Le Pisco Sour au Chili En 1934, l'écrivain chilien Joaquín Edwards Bello, dans son roman La Chica del Crillón publié l'année suivante, mentionne une boisson appelée "pisco sour, ou "rotting-sour", composé de citrons et de pisco", que boivent des personnages de la pièce.
Oreste Plath, dans la publication El Santiago que se fue: Apuntes de la memoria en 1997, indique que sur la place Baquedano se trouvaient « les Establecimientos Orient, avec rôtisserie, salon de thé et restaurant, et là-bas le bar "El Bar Oriente" était un lieu de rendez-vous, de réunion, de la mi-journée et de l'après-midi, de bons vins et de spiritueux, pisco sour, les gousses et Tom Collins », et qu'au deuxième étage se trouvait le restaurant où servaient « les maîtres Lucho Moxia et Lucho Riffo. » Oreste Plath ne mentionne pas de dates, mais il est connu que "los Establecimientos Oriente", furent exploités dans les années 60.

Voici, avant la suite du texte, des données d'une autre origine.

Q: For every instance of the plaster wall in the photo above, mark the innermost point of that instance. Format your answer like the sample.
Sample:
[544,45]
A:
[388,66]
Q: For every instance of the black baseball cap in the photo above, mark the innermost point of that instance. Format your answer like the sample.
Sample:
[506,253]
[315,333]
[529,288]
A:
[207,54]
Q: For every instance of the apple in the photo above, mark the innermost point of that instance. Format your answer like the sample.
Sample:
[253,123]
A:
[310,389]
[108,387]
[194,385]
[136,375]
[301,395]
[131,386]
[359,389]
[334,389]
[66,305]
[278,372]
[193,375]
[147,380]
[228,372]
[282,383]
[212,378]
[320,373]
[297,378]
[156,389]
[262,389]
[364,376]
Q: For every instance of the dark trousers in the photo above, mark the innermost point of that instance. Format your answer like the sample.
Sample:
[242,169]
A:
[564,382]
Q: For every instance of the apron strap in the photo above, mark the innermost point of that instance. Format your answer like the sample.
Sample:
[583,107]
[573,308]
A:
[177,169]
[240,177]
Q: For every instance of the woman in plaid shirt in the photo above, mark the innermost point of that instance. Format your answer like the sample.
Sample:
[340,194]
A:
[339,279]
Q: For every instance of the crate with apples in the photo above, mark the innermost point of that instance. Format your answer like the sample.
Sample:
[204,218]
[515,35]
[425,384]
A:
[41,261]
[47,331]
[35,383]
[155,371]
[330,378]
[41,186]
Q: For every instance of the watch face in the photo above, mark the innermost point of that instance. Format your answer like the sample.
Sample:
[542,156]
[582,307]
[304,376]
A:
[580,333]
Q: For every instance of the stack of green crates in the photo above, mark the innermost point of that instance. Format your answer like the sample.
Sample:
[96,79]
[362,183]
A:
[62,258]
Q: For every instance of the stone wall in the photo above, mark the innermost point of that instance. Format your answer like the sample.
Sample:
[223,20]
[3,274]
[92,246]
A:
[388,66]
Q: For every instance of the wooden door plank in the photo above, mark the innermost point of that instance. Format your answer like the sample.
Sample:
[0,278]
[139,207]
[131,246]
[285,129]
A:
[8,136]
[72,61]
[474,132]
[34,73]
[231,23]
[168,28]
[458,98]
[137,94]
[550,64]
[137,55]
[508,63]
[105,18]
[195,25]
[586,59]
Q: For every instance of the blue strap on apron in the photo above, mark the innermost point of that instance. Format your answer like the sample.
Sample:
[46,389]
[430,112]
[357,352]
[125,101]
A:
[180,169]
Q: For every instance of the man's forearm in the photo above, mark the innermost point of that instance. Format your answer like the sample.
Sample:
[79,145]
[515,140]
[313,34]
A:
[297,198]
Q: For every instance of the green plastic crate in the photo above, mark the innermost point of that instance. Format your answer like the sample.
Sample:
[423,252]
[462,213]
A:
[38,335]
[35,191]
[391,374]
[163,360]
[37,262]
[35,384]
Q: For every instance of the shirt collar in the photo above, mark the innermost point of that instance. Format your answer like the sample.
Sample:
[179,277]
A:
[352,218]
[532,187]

Depuis ces dernières années, le Chili a commencé la commercialisation industrielle de pisco sour, en mettant en bouteille à grande échelle. La réglementation chilienne le définit comme le cocktail produit et embouteillé dans les régions d'Atacama et de Coquimbo, préparé avec du pisco chilien, du jus de citron ou un arôme naturel de citron, et pouvant contenir également des additifs autorisés, tels que stabilisants, épaississants, émulsifiants , enturbiantes ⇔ agents de texture et colorants (article 58 du décret n ° 28 de 1986, du Ministère de l'Agriculture). Son degré d'alcool doit être au moins de 12 ° -Lussac et le contenu minimum impureza ⇔ de matière sèche de 2,5 grammes par litres. Cette législation accepte que dans sa forme industrielle, la boisson soit préparée avec du jus ou de parfums naturels d'agrumes autres que le citron, mais dans ce cas, le produit doit être appelé "Pisco Sour", suivi du nom du fruit concerné.